Your code offering is incomplete, and therefore impossible to evaluate. I would make a 30,000 line sample text file to do so, but have no way forward.
Craig Newman
Re: For each line loop slows down
Posted: Thu Aug 25, 2016 5:46 pm
by Thierry
Hi,
Having a very quick look,
here is the first thing I will do:
Replacing this:
Code: Select all
wait 0 millisec with messages
updateProgressBar theLines
by that:
Code: Select all
if ( theLines mod 300) is 0 then
wait 0 millisec with messages
-- will show every new percent
updateProgressBar theLines
end if
What are your timings then?
Thierry
Re: For each line loop slows down
Posted: Thu Aug 25, 2016 7:27 pm
by FourthWorld
For general tips on speeding up LiveCoce scripts, this thread is well worth the read:
http://forums.livecode.com/viewtopic.php?f=8&t=24945
In your case, though, it seems you have SQL inserts taking place without transactions, yes? If so I'll wager that just opening a transaction before the insert and closing afterward will speed up that routine many-fold.
Re: For each line loop slows down
Posted: Fri Aug 26, 2016 1:38 am
by edmerckx99
Thierry,
it seems to have sped it up a bit, around 1/2hr instead of about 40 minutes. but it still seems to be slowing down as the script goes along.
FourthWorld wrote:For general tips on speeding up LiveCoce scripts, this thread is well worth the read:
http://forums.livecode.com/viewtopic.php?f=8&t=24945
In your case, though, it seems you have SQL inserts taking place without transactions, yes? If so I'll wager that just opening a transaction before the insert and closing afterward will speed up that routine many-fold.
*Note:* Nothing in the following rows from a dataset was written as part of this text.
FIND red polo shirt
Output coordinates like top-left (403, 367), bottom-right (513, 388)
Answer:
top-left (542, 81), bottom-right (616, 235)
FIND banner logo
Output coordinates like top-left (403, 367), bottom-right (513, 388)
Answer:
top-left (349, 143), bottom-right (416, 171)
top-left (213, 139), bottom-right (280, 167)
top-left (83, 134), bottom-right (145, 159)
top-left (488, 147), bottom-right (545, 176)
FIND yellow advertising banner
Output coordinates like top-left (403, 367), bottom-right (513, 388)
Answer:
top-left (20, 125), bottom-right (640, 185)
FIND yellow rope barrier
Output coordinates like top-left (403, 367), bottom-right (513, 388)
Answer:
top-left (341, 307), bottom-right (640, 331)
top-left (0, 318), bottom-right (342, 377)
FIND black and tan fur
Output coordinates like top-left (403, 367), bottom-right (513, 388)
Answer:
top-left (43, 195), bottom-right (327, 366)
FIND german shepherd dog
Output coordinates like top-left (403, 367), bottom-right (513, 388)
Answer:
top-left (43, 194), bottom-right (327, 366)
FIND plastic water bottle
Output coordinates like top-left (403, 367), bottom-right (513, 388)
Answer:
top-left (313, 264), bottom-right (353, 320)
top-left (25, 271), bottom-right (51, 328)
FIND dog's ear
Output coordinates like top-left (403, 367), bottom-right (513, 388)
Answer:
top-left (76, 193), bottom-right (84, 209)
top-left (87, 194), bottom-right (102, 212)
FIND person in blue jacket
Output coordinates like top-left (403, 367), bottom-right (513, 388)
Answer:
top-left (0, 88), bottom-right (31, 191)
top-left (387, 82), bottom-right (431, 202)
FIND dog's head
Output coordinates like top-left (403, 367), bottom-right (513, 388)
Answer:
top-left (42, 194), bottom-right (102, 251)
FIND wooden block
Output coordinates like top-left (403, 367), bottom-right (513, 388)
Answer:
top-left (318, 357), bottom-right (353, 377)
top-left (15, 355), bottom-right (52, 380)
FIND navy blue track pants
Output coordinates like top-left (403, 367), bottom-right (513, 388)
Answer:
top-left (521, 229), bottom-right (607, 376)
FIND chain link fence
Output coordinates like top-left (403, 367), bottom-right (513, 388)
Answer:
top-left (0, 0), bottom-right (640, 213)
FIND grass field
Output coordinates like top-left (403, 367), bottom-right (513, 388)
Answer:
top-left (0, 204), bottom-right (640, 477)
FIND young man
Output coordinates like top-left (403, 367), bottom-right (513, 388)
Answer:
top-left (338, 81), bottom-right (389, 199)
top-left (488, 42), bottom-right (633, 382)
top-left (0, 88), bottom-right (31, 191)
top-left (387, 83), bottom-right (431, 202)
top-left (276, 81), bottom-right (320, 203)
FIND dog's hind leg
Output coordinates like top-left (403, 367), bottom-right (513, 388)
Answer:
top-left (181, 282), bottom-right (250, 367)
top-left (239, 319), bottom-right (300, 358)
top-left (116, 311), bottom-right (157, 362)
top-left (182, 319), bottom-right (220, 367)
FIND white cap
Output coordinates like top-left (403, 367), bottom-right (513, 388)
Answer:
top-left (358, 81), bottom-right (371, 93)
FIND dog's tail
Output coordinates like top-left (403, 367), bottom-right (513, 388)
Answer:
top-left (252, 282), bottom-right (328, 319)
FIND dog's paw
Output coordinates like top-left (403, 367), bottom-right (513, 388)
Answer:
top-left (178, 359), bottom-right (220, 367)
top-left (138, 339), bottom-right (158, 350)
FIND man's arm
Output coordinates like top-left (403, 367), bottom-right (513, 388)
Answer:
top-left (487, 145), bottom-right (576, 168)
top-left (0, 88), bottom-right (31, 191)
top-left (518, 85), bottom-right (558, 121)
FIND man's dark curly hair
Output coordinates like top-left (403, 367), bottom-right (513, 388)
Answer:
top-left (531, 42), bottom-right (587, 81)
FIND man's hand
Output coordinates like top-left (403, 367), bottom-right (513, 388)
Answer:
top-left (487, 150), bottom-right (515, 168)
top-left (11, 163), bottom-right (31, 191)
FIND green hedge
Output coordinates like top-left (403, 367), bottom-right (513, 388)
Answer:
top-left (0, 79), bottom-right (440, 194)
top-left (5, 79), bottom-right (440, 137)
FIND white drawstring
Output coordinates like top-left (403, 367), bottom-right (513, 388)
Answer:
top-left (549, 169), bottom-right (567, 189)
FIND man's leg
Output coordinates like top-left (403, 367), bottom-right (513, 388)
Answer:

i am not doing executing any sql here, i am prepping the text for a bulk transaction. all of my test are not including the sql transactions.
Here is the interesting part i added to the update section some code that calculates the milliseconds between the 300 lines.
Code: Select all
if (theLines mod 300) is 0 then
put the millisecs into t2
wait 0 millisec with messages
updateProgressBar theLines
put t2 - t1 into line timingLine of fld "TimingLine"
add 1 to timingLine
put the millisecs into t1
end if
the first 300 took 111ms
*** i have all times between the start and finish just didn't think added all 100 lines here. ***
the last 300 took 23553ms
Re: For each line loop slows down
Posted: Fri Aug 26, 2016 4:39 am
by FourthWorld
If this:
Code: Select all
put sqlLineTemplate && "(" & tempLine & ");" into line theLines of sqlText
...is changed to this:
Code: Select all
put sqlLineTemplate && "(" & tempLine & ");" &cr after sqlText
...then you get to take more full advantage of using "repeat for each" rather than "repeat with", since using the chunk expression "into line" requires the engine to count all line within sqlText each time through the loop.
You may be able to extend that to some of the item expressions as well, appending the items being traversed with "repeat for each" into a new line built up with "put...after...", avoiding expressions that require counting delimiters like "...item x of..."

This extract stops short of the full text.